In Defense of Right-Wing Intellectual Honesty

Max Blumenthal’s Blog, December 7, 2004

. . . I have a bone to pick with David Brock over his letter to Creators’ Syndicate protesting its publication of the white nationalist writer Sam Francis. Here’s an excerpt of Brock’s letter:

. . .Francis concluded:

Breaking down the sexual barriers between the races is a major weapon of cultural destruction because it means the dissolution of the cultural boundaries that define breeding and the family, and ultimately, the transmission and survival of the culture itself.

We strongly condemn the clear bigotry in this column and assume that newspaper editors across the country feel the same way, as a search of newspapers available on Nexis revealed that none have chosen to run the column. Regardless, Creators’ willingness to distribute such abhorrent views calls into question the syndicate’s ethical and editorial standards . . .

Obviously, I despise almost everything Francis stands for (I wholeheartedly agree with his anti-war position, though). But that doesn’t mean I don’t have an enormous amount of respect for his intellectual prowess or his unflinching honesty. It’s so rare these days to hear such unalloyed views on race and culture on the right as Francis’s; most right-wing pundits are cowards like Bill O’Reilly, relying on codes and insinuation to cloak their real views on blacks, Jews, immigrants, etc. But Francis never minces words. So while Rush Limbaugh used coded language to denounce Monday Night Football’s Nicolette Sheridan/Terrell Owens segment, comparing it to the Kobe Bryant rape case, Francis attacked it head on:

“The message of the ad was that the white women are eager to have sex with black men, that they should be eager, and that black men should take them up on it.”
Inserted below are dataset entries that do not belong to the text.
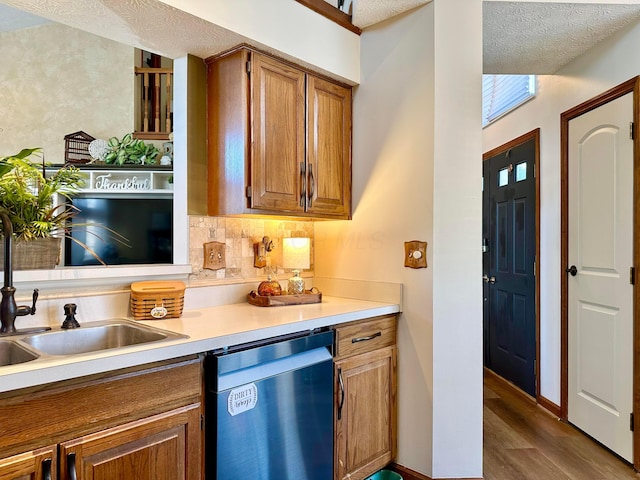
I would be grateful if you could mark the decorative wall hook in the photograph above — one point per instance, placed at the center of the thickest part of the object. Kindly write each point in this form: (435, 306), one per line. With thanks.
(415, 254)
(260, 250)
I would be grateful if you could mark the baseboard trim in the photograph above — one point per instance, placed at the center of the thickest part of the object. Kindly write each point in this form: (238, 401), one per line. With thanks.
(408, 474)
(549, 405)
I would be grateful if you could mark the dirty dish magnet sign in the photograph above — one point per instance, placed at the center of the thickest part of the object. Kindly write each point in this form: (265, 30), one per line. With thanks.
(242, 399)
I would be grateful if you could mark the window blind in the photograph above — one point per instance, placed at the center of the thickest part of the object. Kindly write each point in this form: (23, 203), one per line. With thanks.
(503, 93)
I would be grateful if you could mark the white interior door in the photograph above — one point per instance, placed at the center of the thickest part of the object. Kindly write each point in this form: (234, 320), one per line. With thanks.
(600, 293)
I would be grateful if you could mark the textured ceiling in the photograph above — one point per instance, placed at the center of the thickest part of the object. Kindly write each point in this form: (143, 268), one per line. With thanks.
(518, 36)
(369, 12)
(540, 38)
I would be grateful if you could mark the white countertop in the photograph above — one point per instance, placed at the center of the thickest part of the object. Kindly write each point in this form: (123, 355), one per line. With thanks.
(206, 328)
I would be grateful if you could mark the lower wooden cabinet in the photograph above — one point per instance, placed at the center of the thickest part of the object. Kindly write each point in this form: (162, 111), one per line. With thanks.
(365, 411)
(142, 423)
(162, 447)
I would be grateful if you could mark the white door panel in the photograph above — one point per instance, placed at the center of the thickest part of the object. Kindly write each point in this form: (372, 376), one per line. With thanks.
(600, 295)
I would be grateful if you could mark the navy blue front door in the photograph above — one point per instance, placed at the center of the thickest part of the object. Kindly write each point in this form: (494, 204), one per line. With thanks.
(509, 246)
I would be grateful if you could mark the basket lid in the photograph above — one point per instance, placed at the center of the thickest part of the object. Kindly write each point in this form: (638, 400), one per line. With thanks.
(158, 286)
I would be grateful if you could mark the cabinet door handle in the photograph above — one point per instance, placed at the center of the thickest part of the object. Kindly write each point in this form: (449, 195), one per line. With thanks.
(71, 466)
(341, 404)
(46, 469)
(364, 339)
(303, 184)
(312, 185)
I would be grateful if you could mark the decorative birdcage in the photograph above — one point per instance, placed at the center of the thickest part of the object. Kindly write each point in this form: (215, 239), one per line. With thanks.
(76, 147)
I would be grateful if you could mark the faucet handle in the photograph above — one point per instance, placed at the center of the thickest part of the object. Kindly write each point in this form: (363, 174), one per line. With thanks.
(28, 310)
(70, 320)
(35, 299)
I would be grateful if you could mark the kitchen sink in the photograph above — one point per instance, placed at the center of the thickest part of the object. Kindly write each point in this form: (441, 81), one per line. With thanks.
(11, 353)
(97, 336)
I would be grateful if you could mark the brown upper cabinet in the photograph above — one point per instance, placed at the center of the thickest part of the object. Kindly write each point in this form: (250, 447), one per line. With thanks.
(279, 139)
As I wrote in a previous post, the moral outrage over the Monday Night Football segment was so transparently rooted in middle-American discomfort with images of racial miscegenation. What was even more outrageous, though, was that no one on the right or the left had the courage to point out the true source of outrage. Except Francis. And though he expressed the outrage in abhorrent terms, he at least helped shatter the pretentious “moral values” veneer of the debate. It’s too bad the only answer to Francis’s column I’ve seen from the left is Brock’s letter demanding his silence. Where is the liberal op-ed blasting the Jim Crow racial attitude America exhibited after the Sheridan/Owens segment? Why did Frank Rich cower from the racial dimension of the incident? (“Let’s not go there,” he wrote).


Go ahead, Creators’ Syndicate, dump Francis. I won’t shed any tears. But no matter how many jobs he loses because of his white nationalist views—he was fired by the Washington Times for defending slavery—he will have an audience. People will find his columns online no matter what. And that is the true crux of the biscuit: as hard as it is to believe, many Americans agree with Francis. The more liberals indulge their persecution complex, the more emboldened they get.


Reactionary ideas need to be examined, debated and discredited, not forced into some dark, moldy basement where they can germinate and grow away from the view of polite middle-class society. Media Matters’ post on O’Reilly is a model for how to discredit the right. Demanding the silencing of someone who is simply more honest than O’Reilly is counterproductive, though. As disgusting as the New Republic’s attack on Edward Said as the “professor of terror” was, for instance, I don’t remember them ever demanding that Columbia University remove him from his post. Indeed, without Said engaged in debate over the Israeli occupation, Leon Wieseltier wouldn’t have had anyone to argue with. Attempting to silence controversial intellectuals should be left to the conservative apostles of McCarthy.


I read Francis because he has his finger on the pulse of the anti-immigrant movement, the paleoconservative intellectual movement and the neo-Confederate movement and he disseminates their views in an articulate fashion. And I spend endless hours researching these movements in order to expose their influence on American politics and discredit them. With more resources than me, there’s no reason Media Matters shouldn’t do the same.


One last thing: I find it incredibly ironic that Francis, this corpulent, old white guy from rural Virginia, is one of the only prominent columnists in America who writes about race and manages to rattle anybody’s cage. When was the last time the Times published an op-ed about race that was any more stimulating than some claptrap about poverty in the inner city? What happened to race as a political issue? It exists, it’s palpable, I can feel it in the air. It was a major factor in the presidential election—Bush won because he was the White Man’s candidate and everybody knows it. It is why Alabamans voted to keep segregation-era language in their state constitution. But it seems the punditocracy is too cowed to even touch race with a ten foot pole. “Mainstream” conservatives like O’Reilly encode their racial views while white liberals generally pretend racism died when Rosa Parks got a seat on the bus. And all we’re left with is Francis, which is bad, but better than nothing.